PHILADELPHIA -- Who wants to make a deal?
The Philadelphia Eagles, always. Since general manager Howie Roseman first became general manager in 2010, the Eagles have made 103 trades, according to ESPN Stats & Information, second-most in the NFL behind only the New England Patriots (115). They've been as active as just about anybody when it comes to in-season deals, with seven trades in either October or November since 2010, which is tied for third-most behind the Patriots (14) and Rams (8).
Roseman has already been hard at work in front of Tuesday's 4 p.m. ET trade deadline. He shipped tight end Zach Ertz to the Arizona Cardinals for cornerback Tay Gowan and a 2022 fifth-round pick, then dealt quarterback Joe Flacco to the New York Jets for a conditional sixth-round pick.
"As the head coach, I don't have time to be in a we'll build for next year or whatever it is," coach Nick Sirianni said. "They brought me in here to win games, and that's my job, and that's the message to the team is that it's business as usual regardless that Zach's not here anymore or Joe's not here anymore, and we're doing everything we can do to win this football game this weekend."
Management, though, clearly has an eye toward the future. The Eagles are 2-5 and the Dallas Cowboys (5-1) appear to be in a different class than the rest of the NFC East. The Philadelphia brass was hoping to remain competitive while transitioning the roster, but the recent moves indicate reality has set in. If there are other trades out there that will set the organization up for success down the road, they're going to make them.
Who are some possible trade candidates?
Offensive tackle Andre Dillard is considered to be on the trade block, according to ESPN's Jeremy Fowler, who mentions the AFC North as a possible landing spot. Dillard, the Eagles' first-round pick in 2019, was beat out by Jordan Mailata for the starting left tackle spot this summer. The team then locked up Mailata up to a four-year, $64 million extension.
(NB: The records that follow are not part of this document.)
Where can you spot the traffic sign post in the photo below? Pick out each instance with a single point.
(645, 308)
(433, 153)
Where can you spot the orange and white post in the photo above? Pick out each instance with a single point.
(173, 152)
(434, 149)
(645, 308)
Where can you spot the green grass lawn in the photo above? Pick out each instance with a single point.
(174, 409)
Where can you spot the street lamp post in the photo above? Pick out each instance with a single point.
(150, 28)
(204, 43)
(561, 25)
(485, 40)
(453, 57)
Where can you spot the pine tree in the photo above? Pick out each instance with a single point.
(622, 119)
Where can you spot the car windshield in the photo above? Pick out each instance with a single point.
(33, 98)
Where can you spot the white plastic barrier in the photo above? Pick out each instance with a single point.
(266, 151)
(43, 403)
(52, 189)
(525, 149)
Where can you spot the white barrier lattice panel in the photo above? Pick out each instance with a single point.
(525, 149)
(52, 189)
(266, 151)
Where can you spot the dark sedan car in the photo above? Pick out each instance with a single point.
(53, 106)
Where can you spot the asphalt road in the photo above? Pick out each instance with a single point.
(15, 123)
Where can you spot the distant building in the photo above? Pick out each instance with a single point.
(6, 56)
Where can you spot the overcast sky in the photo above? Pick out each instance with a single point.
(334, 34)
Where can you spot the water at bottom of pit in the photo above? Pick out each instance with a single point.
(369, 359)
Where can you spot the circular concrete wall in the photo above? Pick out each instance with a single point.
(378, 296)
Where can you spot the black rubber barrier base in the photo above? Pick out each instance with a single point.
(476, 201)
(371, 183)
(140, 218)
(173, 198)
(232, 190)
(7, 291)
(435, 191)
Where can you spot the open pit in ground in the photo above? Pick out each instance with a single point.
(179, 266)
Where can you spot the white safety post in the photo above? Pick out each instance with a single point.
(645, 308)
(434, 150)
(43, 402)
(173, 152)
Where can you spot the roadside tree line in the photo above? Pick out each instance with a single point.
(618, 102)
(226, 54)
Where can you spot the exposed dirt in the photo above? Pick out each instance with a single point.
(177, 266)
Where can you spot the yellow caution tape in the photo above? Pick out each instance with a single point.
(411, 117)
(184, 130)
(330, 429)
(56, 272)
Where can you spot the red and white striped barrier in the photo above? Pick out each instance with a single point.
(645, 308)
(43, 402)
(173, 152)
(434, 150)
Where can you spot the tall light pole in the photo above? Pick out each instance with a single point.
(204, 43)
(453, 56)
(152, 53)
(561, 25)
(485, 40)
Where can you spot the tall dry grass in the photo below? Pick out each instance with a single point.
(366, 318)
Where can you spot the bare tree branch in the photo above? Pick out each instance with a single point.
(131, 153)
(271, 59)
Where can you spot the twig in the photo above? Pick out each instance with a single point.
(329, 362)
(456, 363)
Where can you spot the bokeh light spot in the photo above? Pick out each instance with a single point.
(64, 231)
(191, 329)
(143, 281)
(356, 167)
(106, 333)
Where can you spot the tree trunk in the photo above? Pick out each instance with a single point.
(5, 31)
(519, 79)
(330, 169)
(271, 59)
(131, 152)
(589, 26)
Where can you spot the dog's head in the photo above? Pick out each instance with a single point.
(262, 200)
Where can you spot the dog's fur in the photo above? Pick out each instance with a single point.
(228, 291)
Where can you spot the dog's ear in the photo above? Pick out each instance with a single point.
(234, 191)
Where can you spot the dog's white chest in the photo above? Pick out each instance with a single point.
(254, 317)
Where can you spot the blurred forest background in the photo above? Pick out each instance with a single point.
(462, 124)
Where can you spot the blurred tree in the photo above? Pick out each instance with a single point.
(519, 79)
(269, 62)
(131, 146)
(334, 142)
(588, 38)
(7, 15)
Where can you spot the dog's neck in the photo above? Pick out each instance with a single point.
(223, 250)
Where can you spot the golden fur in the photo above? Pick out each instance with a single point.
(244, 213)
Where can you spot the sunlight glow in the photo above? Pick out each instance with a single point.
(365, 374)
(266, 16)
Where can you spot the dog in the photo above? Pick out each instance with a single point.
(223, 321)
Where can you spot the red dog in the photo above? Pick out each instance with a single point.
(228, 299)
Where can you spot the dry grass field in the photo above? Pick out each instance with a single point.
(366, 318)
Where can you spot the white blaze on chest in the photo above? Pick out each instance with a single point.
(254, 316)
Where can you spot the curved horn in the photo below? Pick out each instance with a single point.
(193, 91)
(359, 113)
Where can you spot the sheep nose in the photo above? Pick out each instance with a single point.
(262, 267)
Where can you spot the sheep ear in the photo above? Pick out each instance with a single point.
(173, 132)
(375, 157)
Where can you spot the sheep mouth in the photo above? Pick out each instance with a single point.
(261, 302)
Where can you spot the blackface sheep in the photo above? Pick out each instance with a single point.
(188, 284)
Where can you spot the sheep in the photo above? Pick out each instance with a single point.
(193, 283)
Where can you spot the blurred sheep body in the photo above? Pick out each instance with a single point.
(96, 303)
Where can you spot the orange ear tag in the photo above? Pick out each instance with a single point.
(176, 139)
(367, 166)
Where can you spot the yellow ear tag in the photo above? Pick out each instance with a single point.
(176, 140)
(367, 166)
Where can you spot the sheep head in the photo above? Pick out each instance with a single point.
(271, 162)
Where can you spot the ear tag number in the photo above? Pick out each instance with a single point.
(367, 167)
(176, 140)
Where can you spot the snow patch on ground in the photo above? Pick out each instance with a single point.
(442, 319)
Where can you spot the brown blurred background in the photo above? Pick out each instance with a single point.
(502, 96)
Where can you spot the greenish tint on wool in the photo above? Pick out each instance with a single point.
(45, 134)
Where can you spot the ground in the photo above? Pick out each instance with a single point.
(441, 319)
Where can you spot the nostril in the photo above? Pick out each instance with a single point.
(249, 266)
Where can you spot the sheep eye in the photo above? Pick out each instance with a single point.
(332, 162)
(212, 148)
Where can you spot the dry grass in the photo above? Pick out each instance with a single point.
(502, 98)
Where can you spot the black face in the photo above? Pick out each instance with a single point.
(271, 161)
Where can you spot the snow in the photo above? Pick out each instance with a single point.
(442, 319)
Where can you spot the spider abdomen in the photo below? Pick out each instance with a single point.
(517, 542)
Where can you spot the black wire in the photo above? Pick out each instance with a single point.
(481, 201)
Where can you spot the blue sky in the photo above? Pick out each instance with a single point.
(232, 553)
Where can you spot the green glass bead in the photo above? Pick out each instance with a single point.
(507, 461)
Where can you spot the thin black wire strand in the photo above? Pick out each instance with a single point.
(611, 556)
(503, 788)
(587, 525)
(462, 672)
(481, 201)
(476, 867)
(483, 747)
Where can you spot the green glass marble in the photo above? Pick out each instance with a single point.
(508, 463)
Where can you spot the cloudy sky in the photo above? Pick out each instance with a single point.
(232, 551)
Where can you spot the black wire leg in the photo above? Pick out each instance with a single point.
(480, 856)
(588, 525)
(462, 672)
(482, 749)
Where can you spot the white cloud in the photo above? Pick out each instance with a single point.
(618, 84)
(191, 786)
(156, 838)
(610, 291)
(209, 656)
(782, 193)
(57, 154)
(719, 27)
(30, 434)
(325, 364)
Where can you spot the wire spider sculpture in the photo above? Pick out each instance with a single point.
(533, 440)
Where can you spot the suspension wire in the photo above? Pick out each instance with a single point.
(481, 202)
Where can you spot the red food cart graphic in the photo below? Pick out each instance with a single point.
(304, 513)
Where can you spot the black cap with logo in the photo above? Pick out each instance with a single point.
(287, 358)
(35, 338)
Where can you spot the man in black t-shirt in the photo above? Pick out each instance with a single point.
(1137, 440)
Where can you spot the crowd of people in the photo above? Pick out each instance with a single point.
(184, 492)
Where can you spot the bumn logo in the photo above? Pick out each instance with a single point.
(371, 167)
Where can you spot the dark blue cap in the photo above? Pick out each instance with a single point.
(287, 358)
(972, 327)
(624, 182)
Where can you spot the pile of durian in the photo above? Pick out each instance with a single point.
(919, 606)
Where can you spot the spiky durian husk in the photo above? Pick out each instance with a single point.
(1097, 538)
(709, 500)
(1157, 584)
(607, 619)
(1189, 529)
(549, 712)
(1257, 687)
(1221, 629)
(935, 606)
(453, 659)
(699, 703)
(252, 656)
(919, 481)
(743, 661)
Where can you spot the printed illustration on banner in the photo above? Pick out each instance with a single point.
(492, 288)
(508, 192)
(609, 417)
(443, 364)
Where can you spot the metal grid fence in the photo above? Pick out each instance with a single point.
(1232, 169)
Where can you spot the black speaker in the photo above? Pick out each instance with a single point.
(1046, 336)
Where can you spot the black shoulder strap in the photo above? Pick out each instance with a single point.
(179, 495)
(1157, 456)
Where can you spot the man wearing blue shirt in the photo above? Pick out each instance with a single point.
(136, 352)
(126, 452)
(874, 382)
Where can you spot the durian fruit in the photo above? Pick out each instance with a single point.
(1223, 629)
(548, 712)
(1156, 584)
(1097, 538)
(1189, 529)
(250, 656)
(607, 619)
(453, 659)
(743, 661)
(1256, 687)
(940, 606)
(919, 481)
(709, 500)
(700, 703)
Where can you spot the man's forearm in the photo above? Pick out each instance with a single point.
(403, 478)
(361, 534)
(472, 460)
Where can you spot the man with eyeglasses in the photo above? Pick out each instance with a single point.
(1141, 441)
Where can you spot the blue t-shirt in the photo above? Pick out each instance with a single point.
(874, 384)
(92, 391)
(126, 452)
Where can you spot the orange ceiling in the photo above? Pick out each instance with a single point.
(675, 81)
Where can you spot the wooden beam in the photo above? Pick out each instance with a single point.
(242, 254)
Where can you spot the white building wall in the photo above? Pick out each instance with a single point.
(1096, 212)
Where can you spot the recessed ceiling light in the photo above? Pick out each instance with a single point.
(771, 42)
Dillard still has value as the primary backup and is under contract at a reasonable price in 2022 ($2.2 million) but there's no clear path to a starting gig. There are plenty of offensive-line needy teams in the league. If Dillard can bring back, say, a Day 2 pick, it might be worth moving on.
The two players the Eagles have traded so far, Ertz and Flacco, had a few things in common: their contracts were set to expire at the end of the year, they weren't in the team's long-term plans, and there were players on the roster (Gardner Minshew, Dallas Goedert, etc.) who could help fill the void in their absence.
Two players who seem to fit that criteria are defensive end Ryan Kerrigan and linebacker Eric Wilson. Kerrigan does not appear to be a natural fit for Jonathan Gannon's scheme and has been largely unproductive (0 sacks, 1 tackle in 7 games). Perhaps he can make more of an impact in a different system. Wilson began the season as the team's top linebacker but struggled against the run and has played a more limited role the last three weeks. The Eagles were open to trading one of their linebackers this offseason. It makes sense that they still would be, whether it's Wilson, T.J. Edwards or otherwise.
Cornerback Steven Nelson is another vet playing on a one-year deal, but as the starter opposite Darius Slay, he'd be harder to replace. The only reason a Nelson trade makes sense is if the Eagles have essentially given up on the season and want young players like rookie Zech McPhearson and Gowan to get some experience.
Could the Eagles end up acquiring a player?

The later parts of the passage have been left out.